Husserl, Sellars, Intentionality

Husserl Archives & Centre for Logic and Philosophy of Science, KU Leuven

May 12, 2026

Organizers

Agnė Valatkaitė, Dr. Gregor Bös, Dr. Luz Christopher Seiberth

Workshop Description

Over the past two decades, theorizing about intentionality has been marked by a turn away from naturalistically oriented attempts to identify a purely causal relation that bestows intentionality. This shift is evident, for example, in the Phenomenal Intentionality Research Programme (e.g., U. Kriegel, A. Mendelovici, Horgan & Tienson), and arguably brings analytic debates on intentionality into closer proximity with the contributions of Husserlian and Merleau-Pontian phenomenology.

Many contemporary theorists approach the question of intentionality in what may be described as a transcendental mode of inquiry, even if they do not explicitly employ that label. This includes enactivists such as Mark Rowlands, researchers working within the Phenomenal Intentionality framework, and scholars at the intersection of psychiatry and phenomenology (e.g., Melihar, Fuchs, Heinz, Zahavi). We contend that these approaches engage in transcendental philosophy, even if prevailing theoretical contexts often discourage the use of such “contentious” or “unfashionable” labels.

We observe that the question of intentionality itself may require being addressed in the mode of transcendental philosophy. Inquiring into the necessary structural features of any sense- or meaning-making framework arguably amounts to doing transcendental philosophy. Moreover, we find this mode of philosophy employed in both Husserl’s and Sellars’s philosophies on intentionality, and in the case of both philosophers we detect significant structural similarities in the results of this inquiry. Thus, this workshop seeks to explore the philosophical resources of these two thinkers not merely for purposes of comparison, but in order to draw on their shared insights for the advancement of contemporary theories of intentionality.

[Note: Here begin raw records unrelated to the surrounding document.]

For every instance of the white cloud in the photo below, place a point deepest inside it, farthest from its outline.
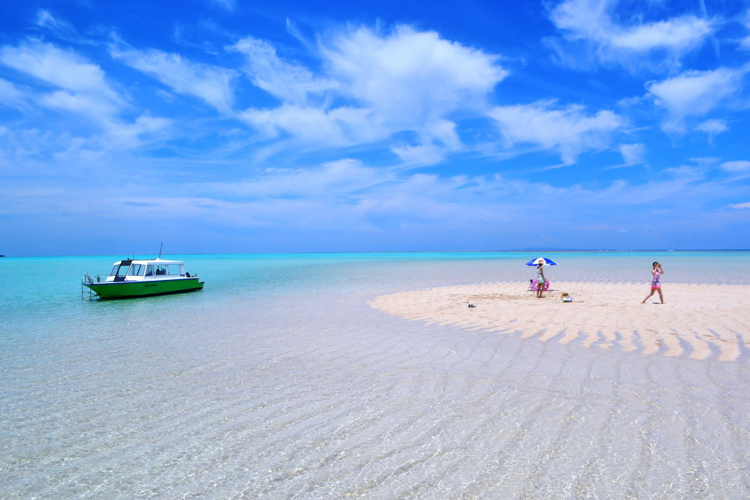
(745, 43)
(736, 166)
(409, 76)
(287, 81)
(59, 28)
(594, 22)
(569, 130)
(81, 88)
(313, 126)
(12, 96)
(371, 86)
(211, 84)
(337, 178)
(61, 68)
(225, 4)
(694, 93)
(633, 154)
(712, 128)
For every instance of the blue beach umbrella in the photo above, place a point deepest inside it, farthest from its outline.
(541, 260)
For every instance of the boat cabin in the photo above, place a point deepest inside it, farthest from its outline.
(144, 270)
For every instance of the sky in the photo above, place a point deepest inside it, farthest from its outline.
(226, 126)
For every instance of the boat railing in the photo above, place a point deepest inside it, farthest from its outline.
(86, 292)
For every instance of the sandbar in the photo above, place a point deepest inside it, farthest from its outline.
(702, 321)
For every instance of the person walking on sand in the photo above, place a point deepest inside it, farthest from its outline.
(540, 281)
(656, 271)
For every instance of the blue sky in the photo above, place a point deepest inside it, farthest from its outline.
(231, 126)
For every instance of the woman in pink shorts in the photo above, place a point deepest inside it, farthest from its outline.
(656, 271)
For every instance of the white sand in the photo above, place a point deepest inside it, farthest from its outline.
(695, 319)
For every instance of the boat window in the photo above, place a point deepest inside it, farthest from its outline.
(174, 270)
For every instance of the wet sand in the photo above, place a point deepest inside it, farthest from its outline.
(701, 321)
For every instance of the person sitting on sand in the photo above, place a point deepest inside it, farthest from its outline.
(656, 271)
(540, 281)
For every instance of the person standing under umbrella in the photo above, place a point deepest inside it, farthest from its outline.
(540, 280)
(656, 271)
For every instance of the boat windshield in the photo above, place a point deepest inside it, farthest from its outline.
(136, 270)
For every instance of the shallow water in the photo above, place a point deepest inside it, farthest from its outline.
(278, 380)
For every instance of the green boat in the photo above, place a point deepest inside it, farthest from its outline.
(141, 278)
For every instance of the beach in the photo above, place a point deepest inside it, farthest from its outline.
(698, 320)
(324, 376)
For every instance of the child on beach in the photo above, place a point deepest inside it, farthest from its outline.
(656, 271)
(540, 281)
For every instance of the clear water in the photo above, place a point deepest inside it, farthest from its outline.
(278, 381)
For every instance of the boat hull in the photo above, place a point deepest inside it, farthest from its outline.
(135, 289)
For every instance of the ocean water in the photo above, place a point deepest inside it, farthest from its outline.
(279, 381)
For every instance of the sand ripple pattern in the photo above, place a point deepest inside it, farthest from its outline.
(698, 320)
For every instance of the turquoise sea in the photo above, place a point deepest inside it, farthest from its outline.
(279, 381)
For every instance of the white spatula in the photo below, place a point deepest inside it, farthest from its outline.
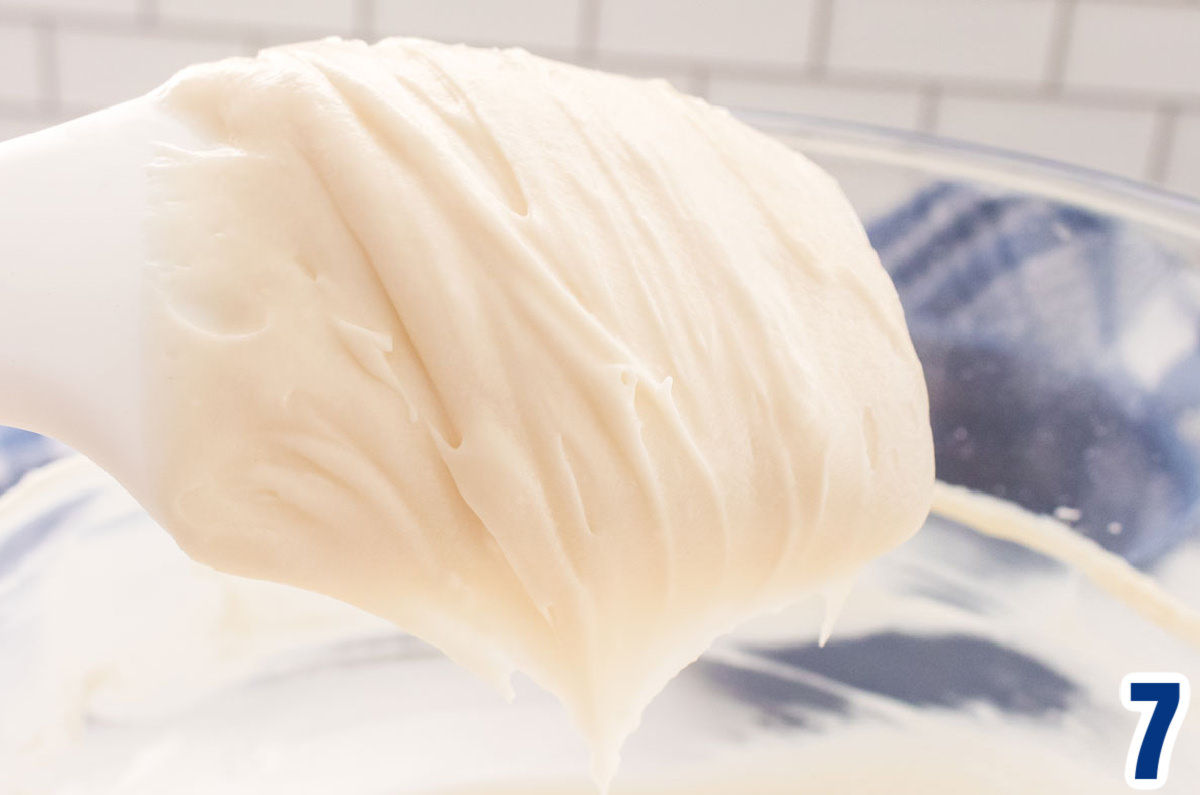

The workshop is centered around two objectives:

  1. Bringing together the resources of Sellars’ and Husserl’s philosophies to theorize intentionality.
  2. Reflecting on the transcendental method and its explanatory power in the (current) philosophy of mind; exploring the possibility of naturalistically oriented transcendental philosophy.

The workshop follows a “Collective Research” model: Junior, mid-career scholars and established experts are invited to pool their expertise together for the aim of theorizing intentionality. Researchers whose work explicitly engages the question of intentionality and the philosophies of Sellars and Husserl are invited to present core arguments, followed by formal responses by colleagues working in related fields.